Crocodopolis · 03/07/2015 16:44

Thank you, solidbrass.

LashesandLipstick · 03/07/2015 16:45

Croc you're thanking someone for insulting me and making baseless accusations? Confused

Floggingmolly · 03/07/2015 16:54

Applauds SGB

LashesandLipstick · 03/07/2015 16:56

Hahaha you're all really going to join in insumting me, in fact not even join in just back do done else up like a bunch of playground bullies? Grow up.

LashesandLipstick · 03/07/2015 16:56

Insulting

Someone

Sorry my phone likes to change my words

eddielizzard · 03/07/2015 16:57

yes, i agree with sgb. reading her post i realise that under the guise of 'honesty' my mil and sil have slung quite a few insults my way over the years. it doesn't make it pleasant to be around them that much.

limitedperiodonly · 03/07/2015 17:18

SGB is often described on MN as blunt. (To say the least).

I sometimes agree with her and sometimes I don't.

Whatever - she's always honest. That's what you prize lashes, isn't it?

This time she has me in her corner. That's also because I've met her a few times and she manages to combine robust views with charm and didn't hunt me down for my view when it didn't concur with hers.

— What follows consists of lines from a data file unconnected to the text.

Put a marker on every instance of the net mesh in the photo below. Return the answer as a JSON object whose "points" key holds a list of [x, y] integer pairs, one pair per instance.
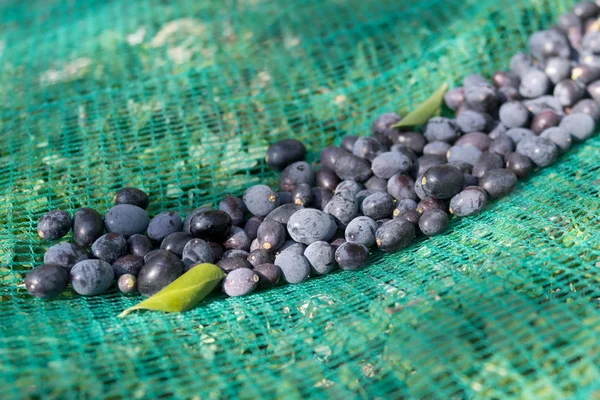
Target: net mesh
{"points": [[181, 99]]}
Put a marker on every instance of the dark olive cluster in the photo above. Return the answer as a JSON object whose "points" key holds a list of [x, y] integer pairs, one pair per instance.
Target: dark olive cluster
{"points": [[380, 190]]}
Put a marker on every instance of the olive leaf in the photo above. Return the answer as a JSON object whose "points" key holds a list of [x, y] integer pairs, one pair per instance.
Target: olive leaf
{"points": [[183, 293], [425, 111]]}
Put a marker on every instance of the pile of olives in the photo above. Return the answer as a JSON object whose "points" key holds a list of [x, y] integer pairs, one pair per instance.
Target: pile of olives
{"points": [[380, 190]]}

Do you want to give me that tenner now sgb? Wink

LashesandLipstick · 03/07/2015 17:20

Limited being honest is fine - it's lying about me I object to. Her dislike of me doesn't bother me, and like I said your playground tactics are pathetic.

CardinalRed · 03/07/2015 17:22

Lashes, while I gave an example of what not to say post coitally, it's a bit of a leap to move from discussion about conversational in everyday social inter course to conversation about intercourse!
And not one I'm comfortable making on a public forum.

Crocodopolis · 03/07/2015 17:24

Lashes, if you feel that SGB's or my post was against MN guidelines, please report it to MNHQ.

LashesandLipstick · 03/07/2015 17:24

Cardinal fair enough, obviously not everyone's comfortable with that. :)

LashesandLipstick · 03/07/2015 17:25

Fine croc, although your view of "take it up with them if you don't like my behaviour" still comes over as playground bullying.

limitedperiodonly · 03/07/2015 17:29

There's a lot you can learn in the playground lashes.

You probably learn more if you are a victim of it.

Especially manipulative behaviour when things don't work out your way.

Do come back to me if you want tips, but I suspect there's nothing I can teach you.